The online Bible teaching ministry of John Brand

The Inn that wasn’t inn the story

I remember the first dramatic presentation of the nativity I ever saw. It was somewhere in Calcutta, India, I believe, shortly before I, then aged 12, and my family returned to the UK. It had all the usual cast of characters, but the one I remember best was the surly, uncaring inn keeper who rudely turned Joseph and his heavily pregnant wife away.

The problem is, that familiar and common place as that caricature is, it is simply not biblical. There was no inn and there was no innkeeper; at least not according to an accurate reading of Scripture. But then why let the facts get in the way of a good story?

As I repeatedly press home to my students, the meaning of any passage of Scripture is the meaning intended by the original inspired author and as would have been understood by the original readers.

So, how can we work out what the original inspired author intended, and what the original readers would have understood, since they’re all long dead? The answer is that we apply the normal rules of grammar and the facts of history or, as it is technically called, the grammatical – historical approach to interpreting Scripture.

Let’s look, then, at the grammar of the infamous passage in Luke 2:6-7, with most English translations following the example set by the AV’s rendering of, “And while they were there, the time came for her to give birth. And she gave birth to her firstborn son and wrapped him in swaddling cloths and laid him in a manger, because there was no place for them in the inn.”

The critical word here is the word inn, which is the AV’s translation of the Greek word katalyma, and therein lies the problem. Greek has a word for a commercial inn or lodging place, but it’s not katalyma, it’s pandokheion, the word Luke himself uses in chapter 10 in the parable of the Good Samaritan. If he had wanted to use pandokheion here he could easily have done so but, inspired by the Spirit of God, he opts for katalyma which normally refers to a spare room, or even an extra room added to a house to accommodate guests. Interestingly, it’s the word Luke again uses in the account of the Last Supper (Luke 10), where the ESV translates it as guest room.

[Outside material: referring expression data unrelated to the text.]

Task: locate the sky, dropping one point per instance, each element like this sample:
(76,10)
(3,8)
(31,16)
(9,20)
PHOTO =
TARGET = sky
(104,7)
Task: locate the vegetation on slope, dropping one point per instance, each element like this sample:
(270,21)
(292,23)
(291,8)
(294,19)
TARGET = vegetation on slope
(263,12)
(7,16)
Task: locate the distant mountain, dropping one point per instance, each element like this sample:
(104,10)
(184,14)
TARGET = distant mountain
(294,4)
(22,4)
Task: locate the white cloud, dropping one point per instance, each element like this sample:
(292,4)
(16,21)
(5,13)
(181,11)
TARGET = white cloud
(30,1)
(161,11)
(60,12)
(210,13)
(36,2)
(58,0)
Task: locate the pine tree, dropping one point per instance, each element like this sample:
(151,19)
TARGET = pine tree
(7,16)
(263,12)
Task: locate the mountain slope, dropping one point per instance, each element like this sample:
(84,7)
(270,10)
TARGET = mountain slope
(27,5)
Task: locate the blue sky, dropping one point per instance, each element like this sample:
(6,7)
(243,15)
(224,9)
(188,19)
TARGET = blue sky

The International Standard Bible Encyclopaedia defines katalyma as “the spare or upper room in a private house or in a village […] where travelers received hospitality and where no payment was expected”.

I have just checked my parallel translations on Logos and was pleasantly surprised to discover that the NIV and the CSB both break with centuries’ long tradition and accurately translate katalyma as guest room in Luke 2.

So, as far as language is concerned, there’s no question but that Jesus was not born in an inn, nor even in the spare or guest room of a house in Bethlehem, because “there was no room in the katalyma”.

Well, what about the historical and cultural context of this text?

There are two issues here that need clarifying as we try and view the story through the eyes of the original readers of Luke’s account, and not jump to western orientated conclusions.

First, we need to go back to words, and the word under the spotlight now is the word translated as manger. I suspect that when we read that word we immediately envisage a setting on some sort of farm, but certainly not in a domestic setting, but that is precisely where we go wrong. In the world into which Jesus was born, it was commonplace to keep livestock inside the house, This provided security for the animals but also a certain amount of heating for the home, something I have seen on my African travels in such places as Madagascar.

It would have been almost the norm in Bethlehem for most families to live in a single-room house, with a lower compartment for animals to be brought in at night, and either a room at the back for visitors, or space on the roof. Even in the main living area occupied by the family, there would have been hay-filled hollows in the ground for the animals, and it may well have been one of thee and not even a trough type structure in which the infant Christ was laid.

But one more thing we need to note to finally dispel this myth surrounding the nativity. It is simply not credible, given the nature of Eastern hospitality and family ties, that, pregnant or not, Mary and Joseph would not have been given hospitality by a family member, however full the house already was. The idea of them wandering the streets in Joseph’s family town, looking for somewhere to stay is simply untenable.

So let me offer my paraphrase of Luke 2:6-7

“And while they were there, the time came for her to give birth. And she gave birth to her firstborn son and wrapped him in swaddling cloths and laid him in a manger, because there was no space for them in the guest room.”

(I do want to strongly commend to you Kenneth Bailey’s superb book Jesus Through Middle Eastern Eyes which first opened my eyes to this issue.)